Pasal 27 PP No 109/2012 antara lain menyebutkan, tidak mencantumkan nama produk bersangkutan adalah rokok, tidak menggunakan kata atau kalimat menyesatkan, dan tidak menggambarkan atau menyarankan merokok memberikan manfaat bagi kesehatan.
Hasil monitor Lentera Anak pada 2015 atau tiga tahun setelah PP diundangkan menunjukkan 85 persen sekolah dikelilingi iklan rokok dari 30 merek. Hasil riset Badan Pengawas Obat dan Makanan mengungkapkan, ada kenaikan iklan rokok di media dari 69.244 pada 2015 menjadi 85.815 tahun 2016.
Lisda mengakui, sudah banyak lahir perda terkait kawasan tanpa rokok.

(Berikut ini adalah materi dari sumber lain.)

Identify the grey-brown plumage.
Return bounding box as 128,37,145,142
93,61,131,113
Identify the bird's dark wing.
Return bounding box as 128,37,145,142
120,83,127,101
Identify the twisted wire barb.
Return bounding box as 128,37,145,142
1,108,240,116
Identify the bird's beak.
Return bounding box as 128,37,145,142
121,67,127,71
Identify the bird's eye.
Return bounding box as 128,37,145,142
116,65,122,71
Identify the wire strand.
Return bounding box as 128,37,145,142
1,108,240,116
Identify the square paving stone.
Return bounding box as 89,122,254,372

Dia memperkirakan ada 200-an perda. Akan tetapi, hal terpenting adalah sejauh mana pengawasan pelaksanaan perda tersebut.

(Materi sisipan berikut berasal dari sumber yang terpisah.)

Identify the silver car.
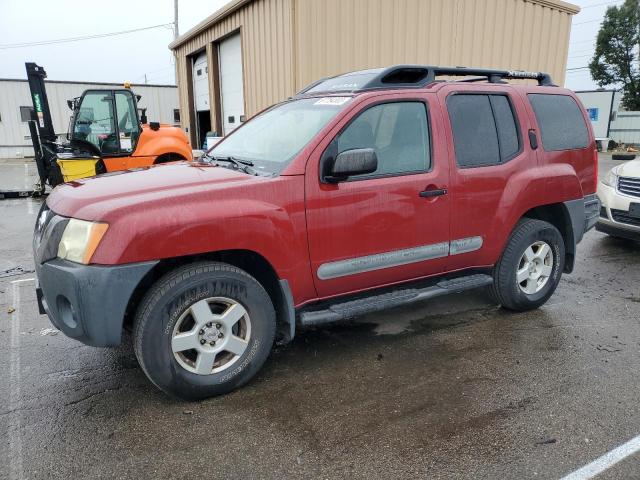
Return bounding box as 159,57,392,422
597,159,640,240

”Kalaupun ada perda yang mengatur pengendalian iklan rokok, penekanan kami tetap sama, yaitu mekanisme pengawasan. Kami menuntut agar ada revisi PP No 109/2012 karena terbukti tidak efektif. Misalnya, adanya substansi sanksi pidana ringan kepada orang yang merokok sembarangan,” tuturnya.
Ketua Badan Khusus Pengendalian Tembakau Ikatan Ahli Kesehatan Masyarakat Widyastuti Soerojo mengatakan, masyarakat umumnya melihat merokok sebagai kegiatan yang normal. Padahal, dia menilai, rokok adalah jaring bisnis adiktif.
”Industri apa pun sektornya pasti mempunyai strategi memperluas pangsa pasarnya, termasuk melalui cara beriklan. Oleh karena itu, masyarakat semestinya jangan hanya mendorong perda terkait pengendalian rokok ataupun kawasan tanpa rokok. Kementerian/lembaga harus duduk bersama untuk menyamakan persepsi rokok tidak baik untuk anak-anak,” ujarnya.
Widyastuti menilai, sejauh ini, persoalan maraknya perokok usia anak masih dibahas serius oleh kementerian terkait, seperti Kementerian Pemberdayaan Perempuan dan Anak serta Kementerian Kesehatan. Dia berharap, Kementerian Koordinator Bidang Perekonomian turut serta diajak mencegah lebih banyak anak jadi perokok.